Here a, b, c are digits. Let us count how many numbers of such category are there.
(i) In this case a ≠ 0, and the 3-digit number abc is divisible by 3, and hence one of the numbers in the set {102,105,……..,999}.This gives 300 numbers .
(ii) Again a number of the form ab150 is divisible by 15 if and only if the 2- digit number ab is divisible by 3. Hence it must be from the set {12,15,…….,99}. There are 30 such numbers.
(iii) As in (ii),here are again 30 numbers.

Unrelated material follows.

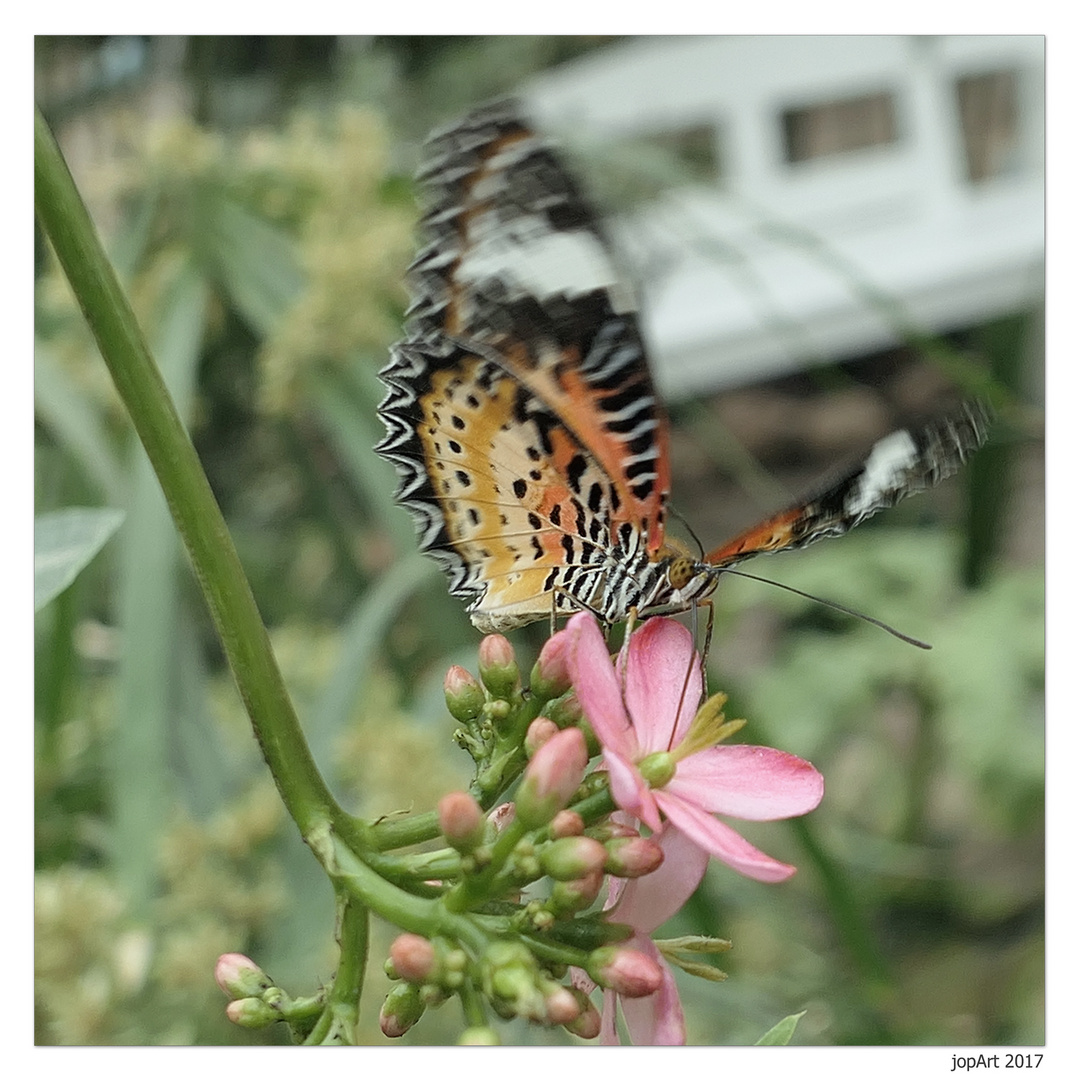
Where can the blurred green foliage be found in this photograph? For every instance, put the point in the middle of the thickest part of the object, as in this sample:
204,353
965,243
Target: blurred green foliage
266,265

(iv) Similarly to (ii) ; 30 numbers.
(v) Similarly to (ii) ; 30 numbers.
(vi) We can begin the analysis of the number of the form 15ab0 as in (ii). Here again ab as a 2-digit number must be divisible by 3, but a=0 is also permissible. Hence it must be form the set {00, 03, 06,…….,99}. There are 34 such numbers.
(vii) Here again there are 33 numbers; ab must be form of the {01,04,07,…….,97}. Adding all thee we get 300 + 30 + 30 + 30 + 30 + 34 + 33 = 487 numbers.
However this is not the correct figure as there is over counting. Let us see how much over counting is done by looking at the intersection of each pair of categories. A number in (i) obviously cannot lie in (ii), (iv) or (vi) as is evident from the last digit. There cannot be a common number in (i) and (iii) as any two such numbers differ in the 4-th digit. If a number belongs to both (i) and (v), then such a number of the form a1515.This is divisible by 3 only for a = 3, 6, 9. Thus there are 3 common numbers in (i) and (ii). A number which is both in (i) and (vii) is of the form 15c15 and divisibility by 3 gives c = 0, 3, 6, 9; thus we have 4 numbers common in (i) and (vii). That exhaust all possibilities with (i).
Now (ii) can have common numbers with only categories (iv) and (vi).There are no numbers common between (ii) and (vi) as evident from 3-rd digit .There is only one number common to (ii) and (vi) ,namely 15150 and this is divisible by 3. There is nothing common to (iii) and (v) as can be seen from the 3-rd digit .The only number common to (iii) and (vii) is 15155 and this is not divisible by 3.It can easily be inferred that no number is common to (iv) and (vi) by looking at the 2-nd digit. Similarly no number is common to (v) and (vii). Thus there are 3+4+1=8 numbers which are counted twice.
We conclude that the number of 5-digit numbers which contain the block is 15 divisible by 15 is 487 – 8 = 479.